I’m going to be honest with you, I am not financially minded. I hate to pay the bills and balance the checkbook. So, I had a conversation with my Army Wife Network team mate, Maggie. Why did I talk with Maggie? I talked with her because Maggie worked in financial military pay from about 2005 until 2008. During that time she was the lead of Reserve and National Guard pay for the Defense Military Pay Office at Fort Lewis. So, she has some experience. I want to share these questions and answers with you.
1. What can a spouse do to prepare to take over as the financial officer of the household when the Soldier deploys?

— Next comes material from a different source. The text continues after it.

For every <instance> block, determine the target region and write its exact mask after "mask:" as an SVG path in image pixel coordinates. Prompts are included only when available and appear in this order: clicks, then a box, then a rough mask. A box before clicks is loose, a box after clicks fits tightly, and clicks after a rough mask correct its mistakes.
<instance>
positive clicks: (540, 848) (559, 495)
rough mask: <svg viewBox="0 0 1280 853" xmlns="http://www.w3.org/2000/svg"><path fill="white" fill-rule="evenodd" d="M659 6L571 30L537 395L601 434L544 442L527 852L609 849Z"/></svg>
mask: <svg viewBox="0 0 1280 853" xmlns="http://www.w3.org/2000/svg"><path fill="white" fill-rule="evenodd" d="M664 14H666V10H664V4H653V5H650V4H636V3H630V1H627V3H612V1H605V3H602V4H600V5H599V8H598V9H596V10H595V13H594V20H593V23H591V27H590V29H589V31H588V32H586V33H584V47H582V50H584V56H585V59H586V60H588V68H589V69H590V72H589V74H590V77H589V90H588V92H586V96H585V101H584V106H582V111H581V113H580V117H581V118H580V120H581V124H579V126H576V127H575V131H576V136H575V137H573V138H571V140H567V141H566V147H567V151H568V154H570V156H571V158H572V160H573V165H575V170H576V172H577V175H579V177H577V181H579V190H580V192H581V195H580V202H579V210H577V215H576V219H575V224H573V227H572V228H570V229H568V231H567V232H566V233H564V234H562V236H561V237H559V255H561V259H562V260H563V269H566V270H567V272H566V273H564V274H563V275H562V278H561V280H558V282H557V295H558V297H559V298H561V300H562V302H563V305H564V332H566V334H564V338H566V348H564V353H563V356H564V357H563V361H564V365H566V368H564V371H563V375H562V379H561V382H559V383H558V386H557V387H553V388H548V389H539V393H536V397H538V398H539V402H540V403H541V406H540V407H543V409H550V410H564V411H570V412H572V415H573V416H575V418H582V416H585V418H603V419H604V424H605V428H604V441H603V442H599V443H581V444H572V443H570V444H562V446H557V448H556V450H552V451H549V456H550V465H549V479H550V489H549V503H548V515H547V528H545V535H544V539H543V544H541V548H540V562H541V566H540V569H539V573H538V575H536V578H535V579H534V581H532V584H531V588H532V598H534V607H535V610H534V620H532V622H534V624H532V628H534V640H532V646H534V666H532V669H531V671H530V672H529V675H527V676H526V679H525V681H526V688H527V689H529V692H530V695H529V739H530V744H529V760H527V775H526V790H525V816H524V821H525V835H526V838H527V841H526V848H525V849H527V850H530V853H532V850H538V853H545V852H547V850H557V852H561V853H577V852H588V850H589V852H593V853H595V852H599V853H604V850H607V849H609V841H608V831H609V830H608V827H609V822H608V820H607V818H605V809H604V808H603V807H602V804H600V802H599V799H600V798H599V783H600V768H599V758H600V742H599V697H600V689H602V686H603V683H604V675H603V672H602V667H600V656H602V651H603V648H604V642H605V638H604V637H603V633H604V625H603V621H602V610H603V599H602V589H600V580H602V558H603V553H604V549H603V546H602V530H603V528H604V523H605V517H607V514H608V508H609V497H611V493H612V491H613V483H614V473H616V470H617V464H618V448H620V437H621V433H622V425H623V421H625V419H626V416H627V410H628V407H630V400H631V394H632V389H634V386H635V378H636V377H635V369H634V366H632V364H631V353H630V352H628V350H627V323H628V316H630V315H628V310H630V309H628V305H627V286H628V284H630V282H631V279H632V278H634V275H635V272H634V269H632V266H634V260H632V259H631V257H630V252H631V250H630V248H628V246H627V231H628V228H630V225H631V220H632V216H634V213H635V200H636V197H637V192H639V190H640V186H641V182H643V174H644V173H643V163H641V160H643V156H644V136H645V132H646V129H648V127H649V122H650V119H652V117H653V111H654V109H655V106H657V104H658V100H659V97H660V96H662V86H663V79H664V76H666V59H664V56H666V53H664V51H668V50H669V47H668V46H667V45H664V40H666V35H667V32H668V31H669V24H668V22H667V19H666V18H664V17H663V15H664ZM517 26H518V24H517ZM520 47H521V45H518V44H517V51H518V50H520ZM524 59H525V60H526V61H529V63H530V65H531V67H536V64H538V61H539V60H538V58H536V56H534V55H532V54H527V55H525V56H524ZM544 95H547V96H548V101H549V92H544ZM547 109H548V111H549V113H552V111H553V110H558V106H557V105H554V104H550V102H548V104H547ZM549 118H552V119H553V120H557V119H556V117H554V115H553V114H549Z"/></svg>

“This really depends on what is easy for the spouse. I am always super busy when my husband is deployed so I automate as much as possible. I try to get payments either on the 1st of 15th so that everything is paid without me thinking. Some people, however, like to set up reminders on their computers and have the computer ding when a bill is due. Most financial planning companies will give free financial plans to lower income or military through outreach such as booths at fairs. Always start at the financial part of ACS; they can at least direct you. And remember, a finance person cannot give you financial advice they can only fix pay and leave related issues if you have the proper Power of Attorney.”
“Have the finance/budgeting conversation with your spouse before they leave.?Make sure they understand that they will have a budget downrange, too. This may seem like a no brainer, but often the soldier is under a lot of stress downrange and they may not realize that they have already spent their monthly limit.”
“Get a specific Power of Attorney for finances to work with the defense military pay office. This allows you to speak to finance about either complex pay issues or even something minor such as a pay inquiry.”
“It’s also good to get acquainted with the Soldiers and Sailor’s Civil Relief Act (SCCRA). Generally if you send a set of orders and a letter to creditors, they will lower your interest rates during the deployments. I have found that time a good way to pay off credit cards and things like that. Your legal office will have standard letters you can mail to creditors.”
2. What resources are available to a spouse to help manage the finances?
“Army Community Services at most installations have financial people to help with household budgets, etc. Also most major installations have Reserve/guard activated mobilization personnel who have reserve/guard specific financial help available.”
“During the time that you are taking over and learning, however, things Like Google, and AWN are your friends. Almost every military spouse who has come before has done this and they will have a million tricks of the trade.”
3. What do you think makes a strong financial manager?
“Honestly, I think being open and talking about money and a budget without getting angry is important for a family.”
Read the article, The 3 P’s of Finance, on Armywifenetwork.com for more information on budgeting and planning.
4. Any final words of advice?
“Really, the biggest thing is get used to reading the LES. There are cheats you can read about on the DFAS website. Remember when talking to finance people, there is this little thing about regulations. They are often written vaguely and the interpretation you have may be different than a finance person has.”